Le regard des artistes
Quant à Lombroso, pour qui la création de l’homme de génie est une forme de “psychose dégénérative“, l’assassin serait un génie en puissance et le génie ne serait qu’un criminel inhibé. Dans ce contexte, La petite Danseuse de Quatorze ans de Degas, qui est présentée, dans laquelle l’époque voyait « une fleur de la dépravation précoce », trahit l’intérêt de Degas pour les figures de la criminalité (voir aussi ses pastels de Physionomies de criminels). Toute une section est consacrée à ces hommes de génie, écrivains, peintres, musiciens, traités comme des criminels et emprisonnés, Courbet, Egon Schiele, Paganini, n’oubliant pas de mentionner le livre de Max Nordau, Entartung (Dégénérescence) de 1894, qui déclare l’art moderne comme art décadent et morbide.

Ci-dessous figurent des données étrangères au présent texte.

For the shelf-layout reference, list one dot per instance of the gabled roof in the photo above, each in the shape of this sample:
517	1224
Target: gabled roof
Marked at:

En s’orientant vers les temps modernes, c’est une imagerie singulière et violente qui se développe autour du criminel. On pense aux peintres de la Nouvelle Objectivité, qui se délectent de scènes de meurtre ou de viol mais aussi aux Surréalistes, qui manifestent une fascination pour le criminel, parent du brigand, de l’anarchiste, et que la célèbre phrase d’André Breton, où il déclare que «  l’acte surréaliste le plus simple consiste à descendre dans la rue, révolvers au poing et à tirer tant qu’on peut au hasard dans la foule » porte à incandescence.
Une exposition qui explore le regard des artistes sur le crime, car avec le sexe, c’est le crime, la violation de l’interdit qui les captive le plus et qui se propose de réconcilier l’esthétique de la violence et la violence de l’esthétique, en rapprochant images de toutes sortes, littérature et musique.

Régine Kopp

Musée d’Orsay. « Crime et Châtiment. 1791-1981, de Goya à Picass »o – jusqu’au 27 juin.